Corriere della Sera

LA FESTA DEGLI ITALIANI A NEW YORK (MA COLOMBO È A RISCHIO)

- di Massimo Gaggi

Orgoglio per l’Italia e la nostra cultura, un po’ di risentimen­to per i meriti non sempre riconosciu­ti, simpatia solare, un po’ di folklore. La festa degli italoameri­cani a New York nel giorno del Columbus Day è sempre stata così. Dopodomani sarà diverso perché quest’anno il simbolo stesso dell’influenza che l’Italia ha avuto nel plasmare una nazione d’immigrati come l’America è messo in discussion­e. Anzi, c’è chi, vorrebbe addirittur­a abbattere la statua di Cristoforo Colombo donata alla città dalla comunità italiana nel 1890, ora vista come simbolo di razzismo e colonialis­mo nel clima di esasperata ricerca della correttezz­a politica che si sta diffondend­o in alcuni circoli politici radicali e gruppi etnici, soprattutt­o dopo gli incidenti di Charlottes­ville attorno alla statua del generale Lee, eroe dei secessioni­sti. A un mese dall’elezione che lo confermerà sindaco di New York col voto della sinistra e di molte minoranze etniche, Bill de Blasio l’altra sera ha festeggiat­o nella sua residenza gli italiani d’America: grandi elogi, racconti delle sue origini, storie struggenti delle discrimina­zioni sofferte dai suoi nonni, ma nessun riferiment­o alla «Columbus Parade» e a Cristoforo Colombo che è stato inserito nella lista dei monumenti sospettati di essere «simboli di odio» e ora sottoposti al giudizio di una commission­e di 18 esperti insediata dallo stesso primo cittadino.
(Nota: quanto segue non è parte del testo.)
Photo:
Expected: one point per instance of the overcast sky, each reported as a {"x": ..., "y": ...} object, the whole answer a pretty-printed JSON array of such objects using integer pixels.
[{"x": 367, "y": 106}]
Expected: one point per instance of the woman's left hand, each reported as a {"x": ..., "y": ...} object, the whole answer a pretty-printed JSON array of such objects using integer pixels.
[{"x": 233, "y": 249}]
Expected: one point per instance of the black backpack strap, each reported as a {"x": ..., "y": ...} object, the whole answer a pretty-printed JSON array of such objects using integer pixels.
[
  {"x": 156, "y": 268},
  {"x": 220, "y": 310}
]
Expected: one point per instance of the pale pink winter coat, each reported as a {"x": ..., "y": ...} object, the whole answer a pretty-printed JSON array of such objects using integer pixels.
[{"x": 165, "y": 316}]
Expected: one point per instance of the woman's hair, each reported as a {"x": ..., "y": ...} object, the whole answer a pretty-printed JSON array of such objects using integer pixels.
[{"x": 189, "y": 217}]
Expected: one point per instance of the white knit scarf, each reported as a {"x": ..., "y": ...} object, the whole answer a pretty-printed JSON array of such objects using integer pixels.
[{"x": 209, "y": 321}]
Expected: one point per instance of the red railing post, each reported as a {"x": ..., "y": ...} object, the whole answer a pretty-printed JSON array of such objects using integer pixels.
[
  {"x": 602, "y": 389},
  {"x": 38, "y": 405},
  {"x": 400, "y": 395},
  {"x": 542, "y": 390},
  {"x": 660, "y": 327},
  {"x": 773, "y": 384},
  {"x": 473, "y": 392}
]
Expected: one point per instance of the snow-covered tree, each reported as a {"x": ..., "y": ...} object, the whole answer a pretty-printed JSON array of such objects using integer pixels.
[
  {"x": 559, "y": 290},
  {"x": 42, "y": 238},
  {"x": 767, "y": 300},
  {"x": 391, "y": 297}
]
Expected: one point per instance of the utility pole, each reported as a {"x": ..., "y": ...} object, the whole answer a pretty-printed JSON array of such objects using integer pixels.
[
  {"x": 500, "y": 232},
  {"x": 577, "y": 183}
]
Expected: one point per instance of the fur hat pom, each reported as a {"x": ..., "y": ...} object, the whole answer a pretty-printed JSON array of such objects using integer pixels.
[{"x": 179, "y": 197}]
Poi tocca all’ambasciato­re italiano negli Stati Uniti Armando Varricchio che esprime subito il suo «tributo a un grande italiano, Cristoforo Colombo». Ed esplode l’ovazione del pubblico mentre Varricchio spiega che i personaggi storici vanno giudicati non su episodi specifici ma per quello che hanno portato nel mondo. E Colombo ha aperto vie nuove di conoscenza, ha aiutato il mondo a divenire un’unica comunità. De Blasio non ha replicato. Ha dato alla commission­e 90 giorni, cioè ha rinviato la grana a dopo le elezioni. Intanto si allunga la lista dei monumenti da abbattere per razzismo: il governator­e Stuyvesant, Ulisse Grant generale unionista e presidente, ma si può arrivare agevolment­e anche a Lincoln e George Washington.